In statistics, the geometric mean is calculated by raising the product of series of numbers to the inverse of the total length of the series. The geometric mean is most useful when numbers in the series are not independent of each other or if numbers tend to make large fluctuations. Applications of the geometric mean are most common in business and finance, where it is commonly used when dealing with percentages to calculate growth rates and returns on portfolio of securities. It is also used in certain financial and stock market indexes, such as Financial Times' Value Line Geometric index.

### Growth Rates Example

The geometric mean is used in finance to calculate average growth rates and is referred to as the compounded annual growth rate. Consider a stock that grows by 10% in year one, declines by 20% in year two and then grows by 30% in year three. The geometric mean of the growth rate is calculated as ((1+0.1)*(1-0.2)*(1+0.3))^(1/3) - 1 = 0.046 or 4.6% annually.
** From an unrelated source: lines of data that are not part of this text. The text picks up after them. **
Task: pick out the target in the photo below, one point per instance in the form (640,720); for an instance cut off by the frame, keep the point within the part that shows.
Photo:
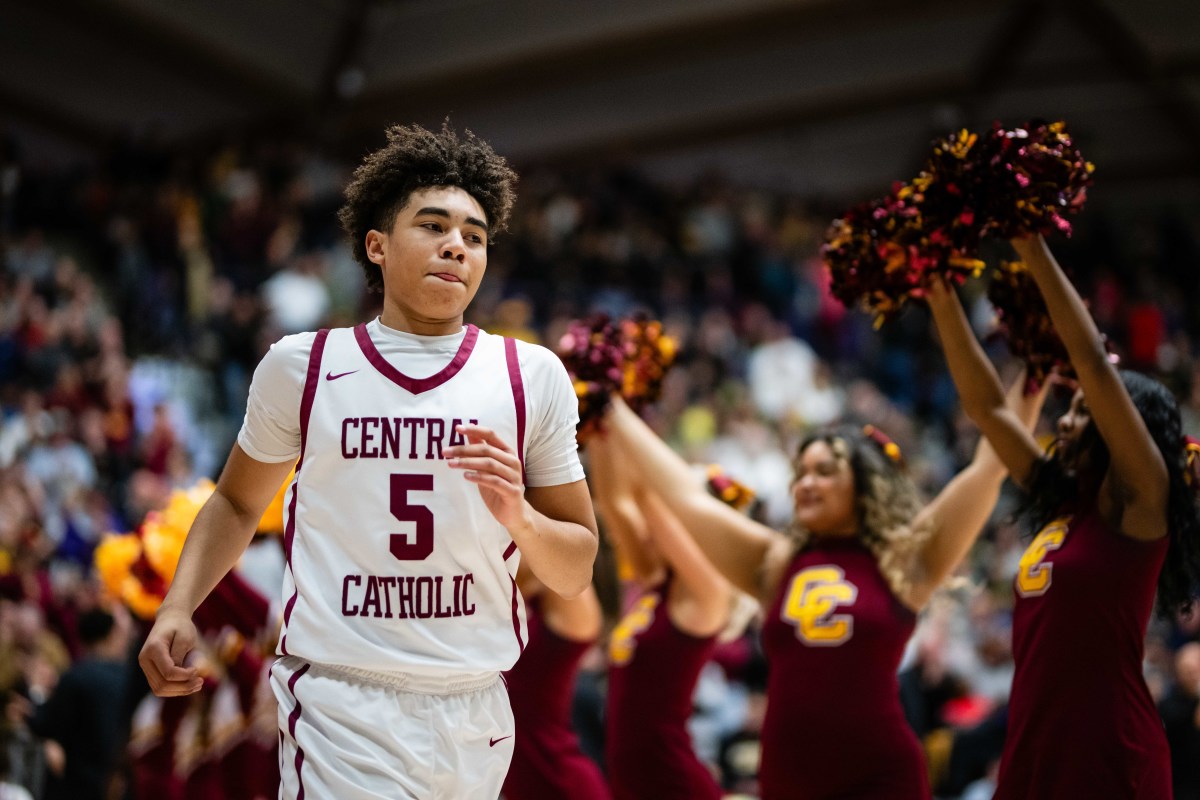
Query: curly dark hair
(1054,491)
(886,499)
(417,158)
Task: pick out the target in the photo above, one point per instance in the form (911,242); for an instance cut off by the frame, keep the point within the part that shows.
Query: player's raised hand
(493,465)
(171,639)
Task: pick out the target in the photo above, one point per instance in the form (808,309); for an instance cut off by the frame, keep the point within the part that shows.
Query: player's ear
(375,246)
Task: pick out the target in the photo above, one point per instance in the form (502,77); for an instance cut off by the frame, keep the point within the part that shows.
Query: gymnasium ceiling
(834,97)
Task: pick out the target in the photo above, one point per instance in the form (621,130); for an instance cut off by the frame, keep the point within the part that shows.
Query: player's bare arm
(963,507)
(737,545)
(219,536)
(553,525)
(624,522)
(1137,471)
(981,391)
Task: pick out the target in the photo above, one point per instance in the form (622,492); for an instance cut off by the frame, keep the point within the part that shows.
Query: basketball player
(657,651)
(433,458)
(1116,521)
(547,762)
(840,594)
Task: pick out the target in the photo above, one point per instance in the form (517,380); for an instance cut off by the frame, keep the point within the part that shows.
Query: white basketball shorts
(348,734)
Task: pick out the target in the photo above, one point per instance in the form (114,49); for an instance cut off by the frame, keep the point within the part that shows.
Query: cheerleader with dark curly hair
(840,593)
(1114,519)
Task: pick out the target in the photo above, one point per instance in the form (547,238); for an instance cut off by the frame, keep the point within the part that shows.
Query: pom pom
(1036,179)
(649,353)
(881,254)
(593,350)
(727,489)
(1006,184)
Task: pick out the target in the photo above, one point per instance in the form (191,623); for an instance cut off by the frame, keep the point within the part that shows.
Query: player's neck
(397,320)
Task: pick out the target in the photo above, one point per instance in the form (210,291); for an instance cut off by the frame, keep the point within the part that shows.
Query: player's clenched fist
(171,639)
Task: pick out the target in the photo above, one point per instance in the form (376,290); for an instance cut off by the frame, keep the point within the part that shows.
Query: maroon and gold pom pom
(593,350)
(603,358)
(649,353)
(1037,179)
(729,489)
(1003,184)
(881,254)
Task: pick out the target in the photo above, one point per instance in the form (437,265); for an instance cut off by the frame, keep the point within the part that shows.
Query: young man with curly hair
(432,458)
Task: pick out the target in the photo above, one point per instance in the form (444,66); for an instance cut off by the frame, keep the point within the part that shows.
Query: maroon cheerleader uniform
(834,726)
(547,763)
(1081,722)
(653,668)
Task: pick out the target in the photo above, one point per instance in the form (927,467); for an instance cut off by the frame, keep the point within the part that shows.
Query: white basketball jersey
(395,564)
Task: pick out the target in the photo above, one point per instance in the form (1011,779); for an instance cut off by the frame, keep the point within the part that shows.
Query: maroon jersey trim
(293,719)
(510,356)
(417,385)
(516,615)
(310,392)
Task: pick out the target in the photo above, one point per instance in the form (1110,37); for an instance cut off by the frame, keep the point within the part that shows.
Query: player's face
(1071,427)
(823,492)
(432,260)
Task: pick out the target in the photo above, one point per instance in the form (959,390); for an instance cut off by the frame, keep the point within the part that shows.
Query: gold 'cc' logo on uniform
(624,636)
(1033,577)
(814,596)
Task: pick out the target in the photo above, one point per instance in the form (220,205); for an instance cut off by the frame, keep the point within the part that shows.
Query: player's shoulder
(538,358)
(293,344)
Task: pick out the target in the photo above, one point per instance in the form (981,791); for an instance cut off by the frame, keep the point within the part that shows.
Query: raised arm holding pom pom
(1114,519)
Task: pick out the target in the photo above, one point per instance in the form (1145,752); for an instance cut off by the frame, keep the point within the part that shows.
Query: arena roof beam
(178,52)
(629,53)
(342,55)
(52,119)
(1127,50)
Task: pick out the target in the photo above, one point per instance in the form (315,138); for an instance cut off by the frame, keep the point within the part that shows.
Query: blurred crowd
(138,292)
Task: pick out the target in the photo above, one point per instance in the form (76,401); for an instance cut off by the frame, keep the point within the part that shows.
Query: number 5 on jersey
(403,546)
(1032,576)
(811,600)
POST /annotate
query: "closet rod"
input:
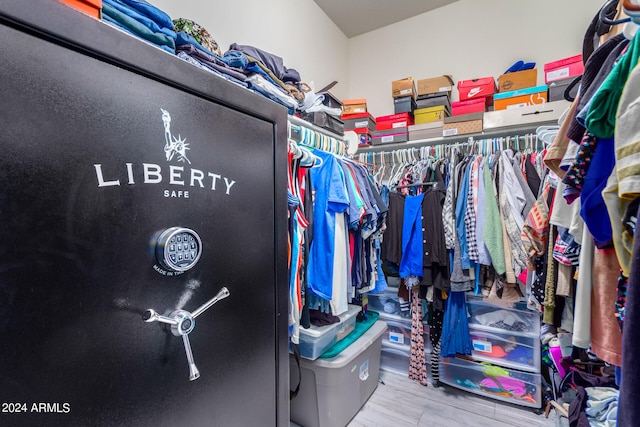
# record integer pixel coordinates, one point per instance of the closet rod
(299, 122)
(490, 134)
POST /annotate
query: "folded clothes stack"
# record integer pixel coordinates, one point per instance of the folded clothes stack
(141, 20)
(254, 69)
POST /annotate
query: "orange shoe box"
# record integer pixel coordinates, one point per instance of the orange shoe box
(520, 98)
(90, 7)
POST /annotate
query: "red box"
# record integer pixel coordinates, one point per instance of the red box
(477, 88)
(563, 68)
(394, 121)
(364, 136)
(478, 105)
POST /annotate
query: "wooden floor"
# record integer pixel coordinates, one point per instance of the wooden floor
(401, 402)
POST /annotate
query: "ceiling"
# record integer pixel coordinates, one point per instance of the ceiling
(356, 17)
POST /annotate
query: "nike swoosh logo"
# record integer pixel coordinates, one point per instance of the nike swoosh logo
(473, 92)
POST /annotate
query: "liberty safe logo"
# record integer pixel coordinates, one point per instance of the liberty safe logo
(178, 180)
(172, 144)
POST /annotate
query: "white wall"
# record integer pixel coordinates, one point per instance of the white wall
(296, 30)
(467, 39)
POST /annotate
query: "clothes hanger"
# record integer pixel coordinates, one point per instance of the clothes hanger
(607, 8)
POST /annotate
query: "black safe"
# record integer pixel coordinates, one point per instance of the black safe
(135, 188)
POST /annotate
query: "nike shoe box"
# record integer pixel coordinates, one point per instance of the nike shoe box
(518, 80)
(354, 106)
(558, 87)
(520, 98)
(405, 104)
(434, 100)
(477, 88)
(428, 115)
(478, 105)
(435, 85)
(390, 136)
(394, 121)
(325, 121)
(403, 87)
(359, 121)
(563, 68)
(462, 125)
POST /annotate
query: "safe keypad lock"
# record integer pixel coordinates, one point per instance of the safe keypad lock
(182, 323)
(178, 249)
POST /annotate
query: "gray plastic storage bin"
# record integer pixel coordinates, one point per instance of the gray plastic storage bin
(332, 391)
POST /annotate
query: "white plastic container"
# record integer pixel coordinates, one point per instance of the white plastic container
(317, 339)
(332, 391)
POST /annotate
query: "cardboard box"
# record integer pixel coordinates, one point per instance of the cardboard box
(330, 100)
(442, 84)
(563, 68)
(462, 125)
(354, 106)
(394, 121)
(405, 104)
(518, 80)
(433, 100)
(478, 105)
(548, 112)
(558, 87)
(426, 131)
(325, 121)
(364, 136)
(403, 87)
(476, 88)
(89, 7)
(384, 138)
(359, 121)
(520, 98)
(428, 115)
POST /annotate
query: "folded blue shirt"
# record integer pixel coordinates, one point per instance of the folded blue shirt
(144, 20)
(149, 10)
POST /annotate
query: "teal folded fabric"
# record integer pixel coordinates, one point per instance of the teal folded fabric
(358, 331)
(601, 118)
(138, 28)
### Portfolio Return Example

The geometric mean is commonly used to calculate the annual return on portfolio of securities. Consider a portfolio of stocks that goes up from \$100 to \$110 in year one, then declines to \$80 in year two and goes up to \$150 in year three. The return on portfolio is then calculated as (\$150/\$100)^(1/3) - 1 = 0.1447 or 14.47%.

### Stock Index

The geometric mean is also occasionally used in constructing stock indexes. Many of the Value Line indexes maintained by Financial Times use geometric average. In this type of index, all stocks have equal weights, regardless of their market capitalizations or prices. The index is calculated by taking the geometric average of the percentage change in prices of each stock.